Principal Investigator: Dr. Mark Stone, Associate Professor, Department of Civil Engineering, University of New Mexico
NASA Collaborator: John Haynes, Program Manager, Public Health Applications, NASA Science Mission Directorate/Applied Sciences Program
Project: Enhanced Dust Production Forecasts Using Soil Moisture Models
Description: Windblown dust can result in wide range of negative consequences including dust related human illnesses, local environmental degradation, and even a loss of water resources through reduced snowpack albedo. Severe dust storms commonly occur in arid regions including western China, Saharan Africa, and the Southwest United States. In some regions, such events are increasing in magnitude, duration, and frequency due to desertification and severe droughts. It is thus important to improve predictive models of dust production and transport. In collaboration with researchers at the University of Arizona and George Mason University, the research team has improved descriptions of storm generated dust clouds by incorporating remote sensing data into simulations using a dust model.

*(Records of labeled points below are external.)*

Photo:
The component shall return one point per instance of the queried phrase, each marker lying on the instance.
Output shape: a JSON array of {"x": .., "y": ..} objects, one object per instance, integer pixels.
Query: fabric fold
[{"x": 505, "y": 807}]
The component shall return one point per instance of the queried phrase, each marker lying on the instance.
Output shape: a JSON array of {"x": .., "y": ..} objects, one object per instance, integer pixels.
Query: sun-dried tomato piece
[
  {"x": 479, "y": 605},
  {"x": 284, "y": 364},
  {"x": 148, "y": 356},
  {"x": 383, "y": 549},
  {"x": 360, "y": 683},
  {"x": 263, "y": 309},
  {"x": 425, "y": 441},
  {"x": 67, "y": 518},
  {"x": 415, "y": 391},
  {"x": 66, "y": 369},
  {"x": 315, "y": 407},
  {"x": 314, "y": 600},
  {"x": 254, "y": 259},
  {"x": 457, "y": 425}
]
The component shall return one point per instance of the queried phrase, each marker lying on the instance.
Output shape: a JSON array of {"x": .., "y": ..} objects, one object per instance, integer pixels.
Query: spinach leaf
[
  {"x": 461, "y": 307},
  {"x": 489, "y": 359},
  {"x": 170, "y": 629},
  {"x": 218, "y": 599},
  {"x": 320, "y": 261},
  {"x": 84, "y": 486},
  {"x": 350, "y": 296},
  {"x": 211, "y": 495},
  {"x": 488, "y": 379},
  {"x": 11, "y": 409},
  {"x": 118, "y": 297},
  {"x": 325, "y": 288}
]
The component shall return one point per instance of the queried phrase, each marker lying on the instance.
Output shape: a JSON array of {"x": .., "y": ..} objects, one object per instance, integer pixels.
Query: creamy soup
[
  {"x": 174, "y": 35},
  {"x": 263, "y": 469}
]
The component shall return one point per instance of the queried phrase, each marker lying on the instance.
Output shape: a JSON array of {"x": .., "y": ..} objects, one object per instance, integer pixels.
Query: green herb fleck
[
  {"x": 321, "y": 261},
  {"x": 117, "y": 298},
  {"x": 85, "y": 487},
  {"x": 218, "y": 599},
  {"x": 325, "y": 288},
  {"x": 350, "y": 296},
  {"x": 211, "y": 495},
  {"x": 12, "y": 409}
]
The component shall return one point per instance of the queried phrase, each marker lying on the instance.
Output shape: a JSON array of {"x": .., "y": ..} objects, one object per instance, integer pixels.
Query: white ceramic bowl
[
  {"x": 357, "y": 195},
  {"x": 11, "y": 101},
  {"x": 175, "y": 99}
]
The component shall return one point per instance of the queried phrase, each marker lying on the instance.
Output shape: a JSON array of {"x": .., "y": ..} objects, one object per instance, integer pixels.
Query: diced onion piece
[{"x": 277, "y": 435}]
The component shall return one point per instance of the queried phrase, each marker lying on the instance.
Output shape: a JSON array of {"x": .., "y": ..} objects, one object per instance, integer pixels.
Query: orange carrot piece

The objective of the research is to demonstrate the use of spatially explicit hydrologic models to improve descriptions of dust emissions. Hydrologic models are capable of simulating the boundary conditions necessary for describing dust emissions – namely soil moisture content and land cover. These tools can be used to improve our ability to forecast dust emissions from a landscape. Such tools can also digest remote sensing data to parameterize or calibrate vegetation characteristics, snow cover, and precipitation patterns. Thus, this approach will combine the best available information from simulations and remote sensing to better describe spatial distributions of the conditions that control dust emissions.